Review by Seth Rogovoy, critic-at-large, Berkshire Living


As a frequent reviewer of many different performing art forms, probably my least favorite questions revolve around what I think are the best "new" artists in a particular genre, or what I've seen recently that most stands out. I prefer that my reviews speak for themselves, and I also prefer, generally, that they be taken in their own context, and not necessarily compared with or ranked with each other (unless I find some compelling reason that relating them will somehow prove illuminating).

All the more reason to celebrate a rare event such as the performance by ASzURe & Artists this week at Jacob's Pillow. In this case, I can without reservation say that this is one of my favorite cutting-edge ensembles, and one I believe is pointing the way toward a future for dance and the performing arts.

Probably the most vivid moment of this year's program was the very first tableau of the very first dance, Over/Come, when the lights went up on ten dancers frozen in space across and around the stage. You really needed nothing more than to lay eyes upon this ensemble of fresh, young, fascinating-looking dancers to fall in love with their originality and distinctiveness -- love at first sight (actually, it was love at first sight LAST summer, but it was love at first sight all over again this summer).

Over/Come itself was a terrific dance. Choreographed by Aszure Barton to songs by Andy Williams and Giorgio Conte, the crew had something of a West Side Story-era look and feel, yet Barton mined the seemingly sappy, innocent love songs for their creepy underbelly with mini-sketches of manic horror: hints of violence, date rape, and the like. Think David Lynch crossed with Andy Kaufman, if they were choreographers.

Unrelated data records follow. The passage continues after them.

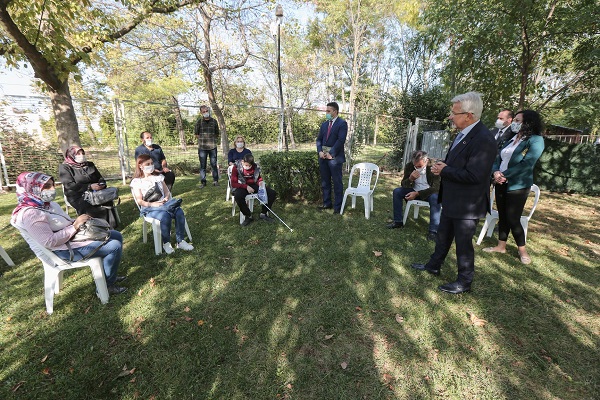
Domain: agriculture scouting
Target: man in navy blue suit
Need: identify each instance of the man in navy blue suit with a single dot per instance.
(330, 146)
(464, 191)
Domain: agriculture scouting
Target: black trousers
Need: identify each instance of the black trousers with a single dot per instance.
(460, 231)
(240, 198)
(510, 208)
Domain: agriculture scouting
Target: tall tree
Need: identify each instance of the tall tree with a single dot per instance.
(54, 36)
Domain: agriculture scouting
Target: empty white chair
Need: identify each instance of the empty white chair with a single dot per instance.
(249, 198)
(155, 224)
(54, 267)
(416, 204)
(363, 187)
(491, 219)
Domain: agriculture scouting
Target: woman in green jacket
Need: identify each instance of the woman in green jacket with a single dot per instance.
(513, 177)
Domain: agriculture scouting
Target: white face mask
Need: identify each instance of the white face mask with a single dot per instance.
(48, 195)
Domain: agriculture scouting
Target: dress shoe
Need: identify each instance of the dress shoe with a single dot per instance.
(421, 267)
(454, 288)
(394, 225)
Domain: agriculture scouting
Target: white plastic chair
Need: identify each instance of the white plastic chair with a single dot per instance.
(54, 267)
(416, 204)
(249, 198)
(363, 188)
(491, 219)
(155, 224)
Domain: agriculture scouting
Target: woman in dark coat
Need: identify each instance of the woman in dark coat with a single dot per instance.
(77, 176)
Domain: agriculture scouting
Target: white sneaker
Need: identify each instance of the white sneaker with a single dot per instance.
(183, 245)
(168, 248)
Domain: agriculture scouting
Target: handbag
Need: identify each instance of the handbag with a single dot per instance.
(98, 197)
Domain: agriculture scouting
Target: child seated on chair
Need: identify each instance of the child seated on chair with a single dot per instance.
(245, 180)
(155, 201)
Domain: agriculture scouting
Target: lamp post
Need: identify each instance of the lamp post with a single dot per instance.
(278, 19)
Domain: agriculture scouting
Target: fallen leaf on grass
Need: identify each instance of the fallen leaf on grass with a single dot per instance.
(476, 320)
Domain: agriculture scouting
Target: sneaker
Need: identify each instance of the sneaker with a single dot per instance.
(247, 221)
(183, 245)
(168, 248)
(266, 218)
(114, 289)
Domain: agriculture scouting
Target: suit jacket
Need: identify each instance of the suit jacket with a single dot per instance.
(336, 140)
(465, 187)
(519, 174)
(432, 180)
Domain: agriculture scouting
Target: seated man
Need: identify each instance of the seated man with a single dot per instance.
(421, 184)
(158, 157)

Short-Lived: Movement I opened with three dancers clad in black bathing-suit like outfits dancing to some very Central European-sounding music by the Cracow Klezmer Band (a favorite source of Barton's, much to her credit, as they are one of the most fascinating if not best-known of contemporary klezmer ensembles). The black-on-black of the dancers' outfits foregrounded against the black curtains gave the dancers' limbs a disembodied effect. A particular company vocabulary began to emerge during this dance, as gestures from the first dance were picked up and elaborated, specifically an electric twitchiness and its polar opposite, a sudden limp lifelessness, both of which echoed the dance between the music's violin and accordion.

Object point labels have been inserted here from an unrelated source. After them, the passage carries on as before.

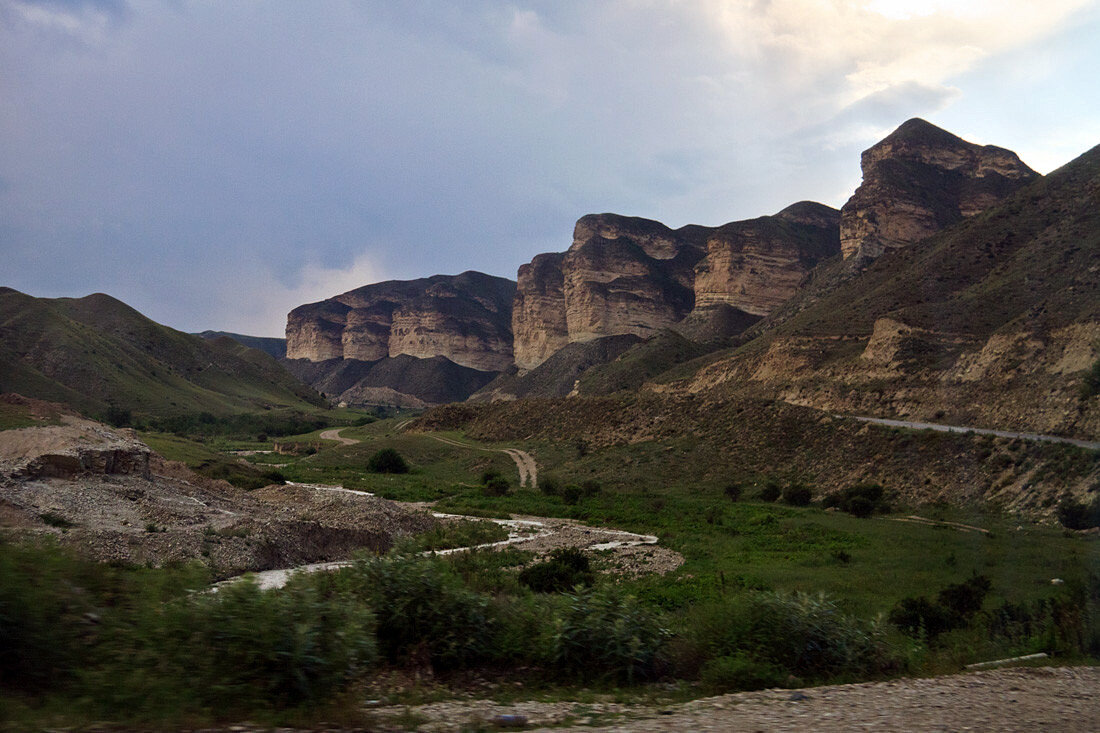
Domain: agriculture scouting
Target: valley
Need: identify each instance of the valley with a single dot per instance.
(827, 449)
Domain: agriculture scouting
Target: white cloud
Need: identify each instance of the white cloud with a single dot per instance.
(257, 305)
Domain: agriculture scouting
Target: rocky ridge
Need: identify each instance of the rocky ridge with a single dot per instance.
(921, 179)
(627, 275)
(465, 318)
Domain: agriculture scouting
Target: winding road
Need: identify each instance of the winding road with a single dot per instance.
(955, 428)
(334, 435)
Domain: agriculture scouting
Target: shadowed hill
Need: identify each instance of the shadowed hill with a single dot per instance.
(95, 352)
(991, 323)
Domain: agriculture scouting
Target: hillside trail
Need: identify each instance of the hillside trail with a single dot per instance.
(334, 435)
(957, 428)
(525, 463)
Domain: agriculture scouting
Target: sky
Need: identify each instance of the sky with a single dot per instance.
(216, 164)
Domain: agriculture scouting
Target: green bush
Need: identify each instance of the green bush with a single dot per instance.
(43, 620)
(1090, 385)
(565, 569)
(424, 612)
(740, 673)
(798, 494)
(605, 634)
(1078, 515)
(861, 500)
(571, 494)
(770, 492)
(387, 460)
(954, 608)
(496, 487)
(549, 485)
(803, 635)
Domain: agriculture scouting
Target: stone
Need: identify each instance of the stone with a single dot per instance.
(919, 181)
(465, 318)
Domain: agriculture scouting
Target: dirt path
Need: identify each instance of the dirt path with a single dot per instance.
(528, 470)
(1022, 699)
(955, 428)
(334, 435)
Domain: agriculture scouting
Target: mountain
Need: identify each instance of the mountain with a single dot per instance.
(95, 352)
(273, 347)
(993, 321)
(627, 275)
(405, 342)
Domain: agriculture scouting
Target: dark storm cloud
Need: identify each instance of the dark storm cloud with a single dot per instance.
(217, 164)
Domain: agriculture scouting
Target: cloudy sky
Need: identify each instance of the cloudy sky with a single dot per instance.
(215, 164)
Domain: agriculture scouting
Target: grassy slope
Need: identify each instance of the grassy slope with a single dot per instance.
(728, 546)
(95, 351)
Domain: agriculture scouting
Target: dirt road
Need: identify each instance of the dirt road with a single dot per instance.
(528, 470)
(1023, 699)
(955, 428)
(334, 435)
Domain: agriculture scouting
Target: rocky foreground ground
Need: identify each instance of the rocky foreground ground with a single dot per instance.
(1024, 699)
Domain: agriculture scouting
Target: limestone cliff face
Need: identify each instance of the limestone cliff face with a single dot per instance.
(625, 275)
(756, 265)
(538, 312)
(465, 318)
(919, 181)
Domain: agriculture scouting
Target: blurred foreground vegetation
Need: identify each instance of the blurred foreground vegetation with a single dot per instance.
(83, 642)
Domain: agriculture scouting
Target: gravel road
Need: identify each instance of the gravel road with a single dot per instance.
(955, 428)
(1023, 699)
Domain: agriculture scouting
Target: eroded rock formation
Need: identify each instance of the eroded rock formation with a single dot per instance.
(625, 275)
(919, 181)
(465, 318)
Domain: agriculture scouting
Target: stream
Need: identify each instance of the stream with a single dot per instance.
(519, 531)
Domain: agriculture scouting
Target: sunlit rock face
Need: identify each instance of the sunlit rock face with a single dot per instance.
(920, 179)
(755, 265)
(465, 318)
(626, 275)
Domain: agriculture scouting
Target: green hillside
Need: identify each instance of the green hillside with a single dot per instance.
(97, 352)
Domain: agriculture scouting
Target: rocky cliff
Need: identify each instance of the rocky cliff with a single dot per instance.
(919, 181)
(755, 265)
(465, 318)
(625, 275)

The closing number, Lascilo Perdere: A Journey of Letting Go, was an elaboration of a dance first seen last summer at the Pillow (see last year's review), in which the dance alternates with filmed images, culminating in an oddly beautiful duet between a man and woman biting his tongue.

Barton is not afraid to give her dancers free reign to express themselves within the confines of her overall storytelling -- in itself a nearly revolutionary aspect of her work. Her dancers respond by throwing themselves into her challenging works with athletic fervor, emotional commitment, and a joyous and knowing sensuality that never stoops to sentimentality.

If this is the future of dance, I want to be there.